Written by: Seth Gordon , Newberg Graphic 

Chandler Everett and Brenden Fields are among the five to earn regional honors at Scholastic Art competition

Five Newberg High School students were recognized recently for their work at the Willamette Valley Scholastic Art competition, with Chandler Everett and Brenden Fields earning Gold Keys for their work.

Everett was inspired to enter the competition by friend and classmate Kiernen Vanden Hoek, who has had success in the past and earned a Silver Key for his work “Fractured” this year.

Everett’s winning piece “Letting Go,” however, was intended as a gift for his sister as a decoration for her wall. That and knowing that she wanted a portrait were his starting points, along with a random photograph of a bearded man in glasses he found online.

Everett’s black and white drawing is characterized by the back of the figure’s head devolving into geometric shapes which seem to be floating off in the breeze.

“I didn’t want it to look like a normal person, so I changed it up and put in those shapes and roughened parts, like the back of his head,” Everett said. “While I was drawing it I had some stuff on my mind that was bugging me and that piece really helped me to let go. I just poured my thoughts out onto the paper.”

Brenden Fields earned top honors for his stencil piece “Speak,” a Silver Key for “The World” and honorable mention for an untitled work. Fields and Everett are now eligible for national competition for their Gold Key entries.

“I don’t know if it’s because it’s my artwork and you’re always critical of yourself, but I didn’t think I would do that well in the competition,” Everett said.

Also earning a Silver Key for her piece “Looking Up” was senior Elena Krupicka, who will attend Philadelphia University to study industrial design next year.
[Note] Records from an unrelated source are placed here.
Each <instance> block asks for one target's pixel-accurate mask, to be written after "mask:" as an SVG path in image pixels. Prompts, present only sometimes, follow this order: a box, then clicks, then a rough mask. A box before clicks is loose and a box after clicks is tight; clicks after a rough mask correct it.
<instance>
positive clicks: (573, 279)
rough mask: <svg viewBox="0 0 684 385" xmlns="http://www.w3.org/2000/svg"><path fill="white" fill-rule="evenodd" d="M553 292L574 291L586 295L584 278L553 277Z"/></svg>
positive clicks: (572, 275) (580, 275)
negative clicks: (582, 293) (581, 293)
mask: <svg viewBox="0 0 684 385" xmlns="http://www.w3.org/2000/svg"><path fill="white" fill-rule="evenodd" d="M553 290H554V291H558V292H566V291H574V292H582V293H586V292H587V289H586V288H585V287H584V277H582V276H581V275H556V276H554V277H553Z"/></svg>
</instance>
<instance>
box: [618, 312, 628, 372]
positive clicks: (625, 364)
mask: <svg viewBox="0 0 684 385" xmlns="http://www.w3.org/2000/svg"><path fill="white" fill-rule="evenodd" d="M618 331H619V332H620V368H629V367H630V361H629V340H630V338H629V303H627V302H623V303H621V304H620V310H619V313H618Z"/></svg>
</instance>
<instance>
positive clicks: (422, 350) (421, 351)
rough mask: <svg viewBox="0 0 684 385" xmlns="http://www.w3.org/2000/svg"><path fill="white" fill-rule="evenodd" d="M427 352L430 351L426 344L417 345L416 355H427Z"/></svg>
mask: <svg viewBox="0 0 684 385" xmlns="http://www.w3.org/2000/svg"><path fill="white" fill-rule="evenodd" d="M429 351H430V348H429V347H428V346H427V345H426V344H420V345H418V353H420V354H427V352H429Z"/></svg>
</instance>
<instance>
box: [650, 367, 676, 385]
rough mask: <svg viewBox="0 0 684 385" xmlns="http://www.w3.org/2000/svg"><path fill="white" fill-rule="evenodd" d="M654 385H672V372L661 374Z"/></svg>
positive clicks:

Jarom O’Neil received honorable mention for his untitled drawing as well.

“It was my first entry, so I wasn’t expecting to win anything,” Krupicka said. “I was pretty happy.”
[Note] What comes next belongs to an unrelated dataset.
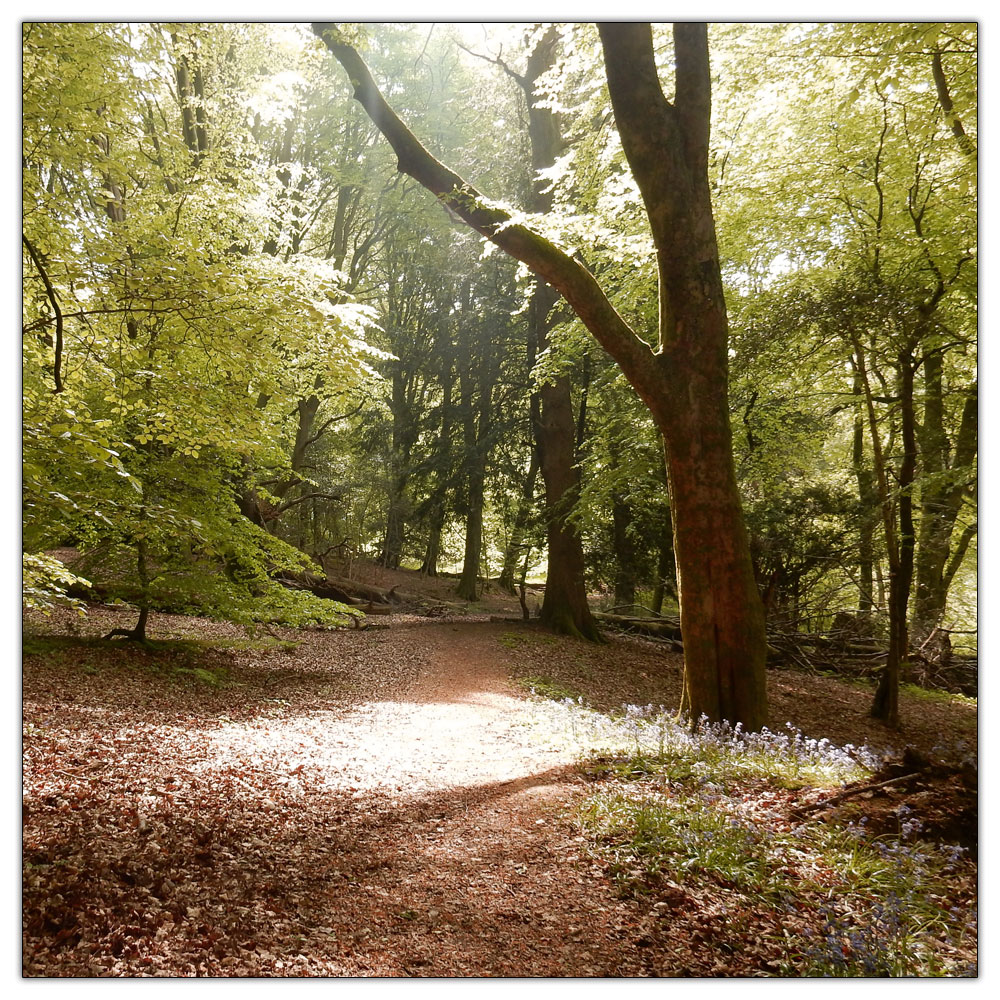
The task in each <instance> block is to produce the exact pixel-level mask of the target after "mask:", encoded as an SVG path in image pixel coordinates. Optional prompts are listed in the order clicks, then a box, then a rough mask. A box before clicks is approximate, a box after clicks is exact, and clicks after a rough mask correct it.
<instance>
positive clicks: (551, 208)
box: [512, 28, 600, 641]
mask: <svg viewBox="0 0 1000 1000" xmlns="http://www.w3.org/2000/svg"><path fill="white" fill-rule="evenodd" d="M557 43H558V33H557V32H556V30H555V28H550V29H549V30H548V31H547V32H546V33H545V34H544V35H543V36H542V38H541V39H540V40H539V42H538V44H537V45H536V46H535V48H534V50H533V51H532V53H531V55H530V56H529V57H528V64H527V68H526V70H525V74H524V76H523V77H521V76H517V75H516V74H512V75H513V76H514V78H515V79H516V80H517V82H518V84H519V85H520V87H521V90H522V92H523V93H524V97H525V101H526V102H527V106H528V138H529V140H530V142H531V165H532V169H533V170H534V171H535V177H534V178H533V180H532V186H531V192H532V193H531V198H530V200H529V202H530V203H529V207H530V209H531V211H533V212H538V213H542V212H549V211H551V209H552V195H551V193H549V191H548V190H547V184H545V183H544V182H542V181H541V180H540V179H539V178H538V176H537V175H538V171H540V170H544V169H547V168H548V167H551V166H552V165H553V164H554V163H555V161H556V157H557V156H558V155H559V153H560V151H561V149H562V137H561V136H560V134H559V122H558V119H557V118H556V116H555V115H554V114H553V113H552V111H551V110H549V109H548V108H544V107H540V106H539V101H538V97H537V95H536V94H535V84H536V82H537V80H538V78H539V77H540V76H541V75H542V74H543V73H545V72H546V71H547V70H549V69H550V68H551V67H552V66H553V65H554V63H555V58H556V48H557ZM558 299H559V293H558V291H556V290H555V289H554V288H553V287H552V286H551V285H549V284H547V283H545V282H542V281H539V282H538V284H537V285H536V286H535V290H534V292H533V294H532V300H531V306H530V312H529V317H530V323H531V327H532V338H531V339H532V342H533V345H534V346H536V348H537V350H538V351H539V352H543V351H545V350H547V349H548V347H549V330H550V329H551V328H552V319H551V314H552V309H553V307H554V306H555V304H556V302H557V301H558ZM571 390H572V386H571V383H570V379H569V377H568V376H566V375H562V376H559V377H557V378H555V379H552V380H550V381H549V382H547V383H546V384H545V385H543V386H540V387H539V389H538V392H537V409H536V408H534V407H533V420H532V426H533V428H534V432H535V441H536V446H537V450H538V455H539V462H540V466H541V471H542V480H543V481H544V483H545V518H546V534H547V543H548V544H547V551H548V570H547V573H546V584H545V597H544V599H543V601H542V610H541V613H540V615H539V617H540V619H541V621H542V623H543V624H544V625H546V626H547V627H548V628H551V629H553V630H554V631H556V632H561V633H565V634H568V635H575V636H583V637H584V638H586V639H591V640H595V641H596V640H597V639H599V637H600V633H599V631H598V628H597V622H596V621H595V619H594V617H593V615H592V614H591V612H590V605H589V604H588V603H587V587H586V580H585V569H584V557H583V542H582V540H581V538H580V534H579V532H578V531H577V530H576V528H575V526H574V525H573V524H572V523H571V522H570V520H569V516H570V514H571V513H572V510H573V507H574V505H575V504H576V501H577V498H578V496H579V492H580V473H579V468H578V466H577V461H576V437H577V424H576V421H575V420H574V415H573V402H572V392H571ZM582 420H583V415H582V414H581V422H582Z"/></svg>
Unlike Everett’s, Krupicka’s piece was the result an assignment from her advanced placement art class with instructor Stashia Cabral, who tasked students with portraying something either above their heads or below their feet.
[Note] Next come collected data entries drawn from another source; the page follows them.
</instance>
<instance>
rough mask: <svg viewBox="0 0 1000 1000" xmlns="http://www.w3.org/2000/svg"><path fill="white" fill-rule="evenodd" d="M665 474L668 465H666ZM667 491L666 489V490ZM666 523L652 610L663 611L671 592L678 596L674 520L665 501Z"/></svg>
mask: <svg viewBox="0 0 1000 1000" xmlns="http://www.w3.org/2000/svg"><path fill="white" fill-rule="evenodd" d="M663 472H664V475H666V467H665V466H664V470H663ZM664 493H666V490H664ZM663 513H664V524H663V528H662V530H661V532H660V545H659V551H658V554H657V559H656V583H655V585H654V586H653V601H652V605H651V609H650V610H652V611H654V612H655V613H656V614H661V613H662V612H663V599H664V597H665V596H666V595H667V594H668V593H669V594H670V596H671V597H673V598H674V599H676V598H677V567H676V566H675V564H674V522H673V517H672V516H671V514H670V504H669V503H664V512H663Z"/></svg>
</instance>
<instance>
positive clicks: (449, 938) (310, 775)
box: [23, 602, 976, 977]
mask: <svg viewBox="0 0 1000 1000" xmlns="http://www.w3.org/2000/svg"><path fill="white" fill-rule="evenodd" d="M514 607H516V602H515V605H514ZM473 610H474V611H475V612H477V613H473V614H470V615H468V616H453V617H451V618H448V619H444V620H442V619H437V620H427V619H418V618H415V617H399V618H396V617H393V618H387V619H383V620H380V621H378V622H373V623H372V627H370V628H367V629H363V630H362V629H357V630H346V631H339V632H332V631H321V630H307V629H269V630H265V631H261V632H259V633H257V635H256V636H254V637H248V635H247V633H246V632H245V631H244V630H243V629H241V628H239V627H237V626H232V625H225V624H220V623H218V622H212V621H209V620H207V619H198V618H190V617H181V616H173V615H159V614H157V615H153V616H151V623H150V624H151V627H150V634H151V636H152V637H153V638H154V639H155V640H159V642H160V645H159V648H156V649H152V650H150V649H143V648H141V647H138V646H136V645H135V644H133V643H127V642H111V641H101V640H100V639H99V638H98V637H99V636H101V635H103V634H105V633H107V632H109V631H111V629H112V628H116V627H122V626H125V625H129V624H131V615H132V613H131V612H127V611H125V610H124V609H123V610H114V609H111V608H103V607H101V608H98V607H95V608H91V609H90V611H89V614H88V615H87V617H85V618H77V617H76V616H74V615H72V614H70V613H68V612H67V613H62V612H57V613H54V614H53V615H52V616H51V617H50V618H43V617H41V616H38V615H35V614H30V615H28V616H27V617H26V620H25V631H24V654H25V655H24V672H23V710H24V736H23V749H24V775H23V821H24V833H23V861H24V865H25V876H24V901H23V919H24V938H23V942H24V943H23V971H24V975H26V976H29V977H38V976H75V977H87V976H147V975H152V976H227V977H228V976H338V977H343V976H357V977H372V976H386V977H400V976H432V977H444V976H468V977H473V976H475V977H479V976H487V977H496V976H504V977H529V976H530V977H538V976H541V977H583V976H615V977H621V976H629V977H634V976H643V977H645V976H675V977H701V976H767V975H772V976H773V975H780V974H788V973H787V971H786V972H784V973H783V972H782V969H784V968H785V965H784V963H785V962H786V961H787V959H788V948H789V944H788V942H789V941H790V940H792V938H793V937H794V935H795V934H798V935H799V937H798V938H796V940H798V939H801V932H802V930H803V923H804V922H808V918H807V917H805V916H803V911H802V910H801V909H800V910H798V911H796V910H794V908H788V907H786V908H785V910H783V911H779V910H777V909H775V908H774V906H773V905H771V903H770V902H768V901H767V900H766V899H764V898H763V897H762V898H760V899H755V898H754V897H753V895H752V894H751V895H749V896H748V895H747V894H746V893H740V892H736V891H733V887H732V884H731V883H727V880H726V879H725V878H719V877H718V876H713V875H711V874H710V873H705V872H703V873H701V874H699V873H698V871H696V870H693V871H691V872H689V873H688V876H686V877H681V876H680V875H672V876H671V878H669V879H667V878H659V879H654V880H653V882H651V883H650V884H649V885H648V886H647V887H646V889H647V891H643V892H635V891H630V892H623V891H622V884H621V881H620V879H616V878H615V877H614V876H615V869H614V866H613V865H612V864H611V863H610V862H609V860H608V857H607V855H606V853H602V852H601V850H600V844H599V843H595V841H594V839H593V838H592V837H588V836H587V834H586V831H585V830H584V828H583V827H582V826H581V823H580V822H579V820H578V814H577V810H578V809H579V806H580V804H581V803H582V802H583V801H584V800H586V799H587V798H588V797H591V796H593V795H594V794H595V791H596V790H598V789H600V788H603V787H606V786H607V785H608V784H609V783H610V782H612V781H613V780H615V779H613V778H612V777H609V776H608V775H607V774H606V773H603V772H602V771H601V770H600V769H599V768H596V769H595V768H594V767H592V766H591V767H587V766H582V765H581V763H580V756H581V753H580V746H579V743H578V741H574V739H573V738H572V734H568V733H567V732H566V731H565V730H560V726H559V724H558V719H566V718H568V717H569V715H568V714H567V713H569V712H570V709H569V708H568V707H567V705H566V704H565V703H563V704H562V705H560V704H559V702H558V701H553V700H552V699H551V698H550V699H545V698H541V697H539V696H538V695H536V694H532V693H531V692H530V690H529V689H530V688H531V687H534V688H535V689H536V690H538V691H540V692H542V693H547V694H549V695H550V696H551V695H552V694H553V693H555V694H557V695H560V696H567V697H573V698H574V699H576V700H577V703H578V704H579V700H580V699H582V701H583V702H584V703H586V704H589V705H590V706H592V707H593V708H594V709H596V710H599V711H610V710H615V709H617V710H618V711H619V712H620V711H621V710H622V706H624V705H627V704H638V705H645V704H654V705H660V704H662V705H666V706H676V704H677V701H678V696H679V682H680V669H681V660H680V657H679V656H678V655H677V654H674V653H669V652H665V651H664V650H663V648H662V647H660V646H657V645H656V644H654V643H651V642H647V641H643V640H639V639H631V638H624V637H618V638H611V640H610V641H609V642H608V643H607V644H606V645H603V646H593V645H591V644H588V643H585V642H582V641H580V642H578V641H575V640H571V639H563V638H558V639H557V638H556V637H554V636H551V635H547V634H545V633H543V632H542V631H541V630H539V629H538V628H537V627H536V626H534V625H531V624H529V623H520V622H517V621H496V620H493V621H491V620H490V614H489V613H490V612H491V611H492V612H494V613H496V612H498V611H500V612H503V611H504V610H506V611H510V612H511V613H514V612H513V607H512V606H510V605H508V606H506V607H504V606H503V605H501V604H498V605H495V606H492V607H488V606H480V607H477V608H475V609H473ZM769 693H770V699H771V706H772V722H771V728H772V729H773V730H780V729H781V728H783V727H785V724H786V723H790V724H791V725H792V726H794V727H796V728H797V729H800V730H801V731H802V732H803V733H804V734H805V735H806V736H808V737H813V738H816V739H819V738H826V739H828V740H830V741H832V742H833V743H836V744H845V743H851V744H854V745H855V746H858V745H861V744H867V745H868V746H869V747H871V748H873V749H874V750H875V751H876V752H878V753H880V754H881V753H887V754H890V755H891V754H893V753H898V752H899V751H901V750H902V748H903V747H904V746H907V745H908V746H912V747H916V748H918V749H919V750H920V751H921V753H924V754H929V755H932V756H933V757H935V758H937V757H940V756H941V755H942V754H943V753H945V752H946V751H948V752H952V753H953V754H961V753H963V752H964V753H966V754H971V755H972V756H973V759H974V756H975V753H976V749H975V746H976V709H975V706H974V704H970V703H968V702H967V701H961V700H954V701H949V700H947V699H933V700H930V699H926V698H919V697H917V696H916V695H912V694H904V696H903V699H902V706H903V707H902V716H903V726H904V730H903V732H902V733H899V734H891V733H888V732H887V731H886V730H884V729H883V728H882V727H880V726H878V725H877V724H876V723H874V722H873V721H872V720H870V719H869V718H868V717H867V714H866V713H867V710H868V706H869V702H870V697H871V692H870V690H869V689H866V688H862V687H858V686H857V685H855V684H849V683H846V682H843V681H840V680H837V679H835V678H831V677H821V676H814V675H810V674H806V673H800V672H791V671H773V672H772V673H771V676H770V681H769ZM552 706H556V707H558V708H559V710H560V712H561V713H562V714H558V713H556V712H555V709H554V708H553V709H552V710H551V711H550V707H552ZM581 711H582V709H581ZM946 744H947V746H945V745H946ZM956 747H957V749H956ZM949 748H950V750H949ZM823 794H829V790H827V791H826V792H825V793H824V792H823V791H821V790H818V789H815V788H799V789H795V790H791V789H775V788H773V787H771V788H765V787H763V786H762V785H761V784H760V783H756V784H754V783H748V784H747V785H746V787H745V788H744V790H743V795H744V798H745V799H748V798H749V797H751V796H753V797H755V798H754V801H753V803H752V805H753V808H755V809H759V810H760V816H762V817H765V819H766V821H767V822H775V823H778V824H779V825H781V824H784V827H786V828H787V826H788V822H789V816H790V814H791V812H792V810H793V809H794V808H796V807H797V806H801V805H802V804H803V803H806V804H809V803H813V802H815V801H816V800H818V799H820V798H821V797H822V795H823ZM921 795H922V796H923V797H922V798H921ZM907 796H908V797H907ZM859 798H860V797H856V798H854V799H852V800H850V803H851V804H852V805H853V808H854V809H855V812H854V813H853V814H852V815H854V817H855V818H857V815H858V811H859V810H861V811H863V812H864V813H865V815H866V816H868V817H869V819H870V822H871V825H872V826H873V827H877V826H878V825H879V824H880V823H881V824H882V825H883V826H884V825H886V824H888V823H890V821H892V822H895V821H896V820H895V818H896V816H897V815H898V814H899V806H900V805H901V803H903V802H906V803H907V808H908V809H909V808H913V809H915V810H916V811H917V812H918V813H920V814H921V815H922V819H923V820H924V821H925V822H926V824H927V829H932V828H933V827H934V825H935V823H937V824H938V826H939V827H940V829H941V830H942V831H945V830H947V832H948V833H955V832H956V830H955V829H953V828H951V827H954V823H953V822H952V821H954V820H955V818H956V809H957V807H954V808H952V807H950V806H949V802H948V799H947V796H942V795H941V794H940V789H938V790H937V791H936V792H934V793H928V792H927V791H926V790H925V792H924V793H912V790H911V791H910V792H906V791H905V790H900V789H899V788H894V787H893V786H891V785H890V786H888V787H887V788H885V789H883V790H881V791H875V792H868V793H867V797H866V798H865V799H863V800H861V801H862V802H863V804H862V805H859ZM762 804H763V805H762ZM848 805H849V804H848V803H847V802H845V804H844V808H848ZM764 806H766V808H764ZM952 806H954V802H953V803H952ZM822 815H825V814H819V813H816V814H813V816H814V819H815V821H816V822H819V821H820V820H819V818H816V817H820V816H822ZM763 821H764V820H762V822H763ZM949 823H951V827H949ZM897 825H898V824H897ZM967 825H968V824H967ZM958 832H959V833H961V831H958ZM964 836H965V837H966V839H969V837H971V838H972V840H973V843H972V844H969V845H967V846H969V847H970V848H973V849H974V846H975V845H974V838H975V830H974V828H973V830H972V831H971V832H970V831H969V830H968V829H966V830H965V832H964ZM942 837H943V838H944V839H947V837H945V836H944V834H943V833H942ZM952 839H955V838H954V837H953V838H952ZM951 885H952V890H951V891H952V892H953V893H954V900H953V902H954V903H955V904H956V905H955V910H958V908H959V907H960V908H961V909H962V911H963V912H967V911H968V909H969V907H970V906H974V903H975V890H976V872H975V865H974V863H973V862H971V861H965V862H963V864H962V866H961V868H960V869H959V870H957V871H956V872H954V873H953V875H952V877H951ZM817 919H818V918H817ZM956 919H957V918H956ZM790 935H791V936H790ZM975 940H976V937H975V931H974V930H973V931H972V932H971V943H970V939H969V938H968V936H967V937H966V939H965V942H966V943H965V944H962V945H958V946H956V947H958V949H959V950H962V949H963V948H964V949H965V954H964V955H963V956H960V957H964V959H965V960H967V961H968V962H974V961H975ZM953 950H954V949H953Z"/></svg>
Her depiction of a portion of the Newberg School District Administration building is a bit askew and intersected by the barren branches of a tree.

“I just like the way that it looked and I didn’t want anything to be clearly in focus,” Krupicka said. “I just wanted it to (appear) that you were looking up at something. It’s the perspective of walking down the sidewalk and looking up at the building.”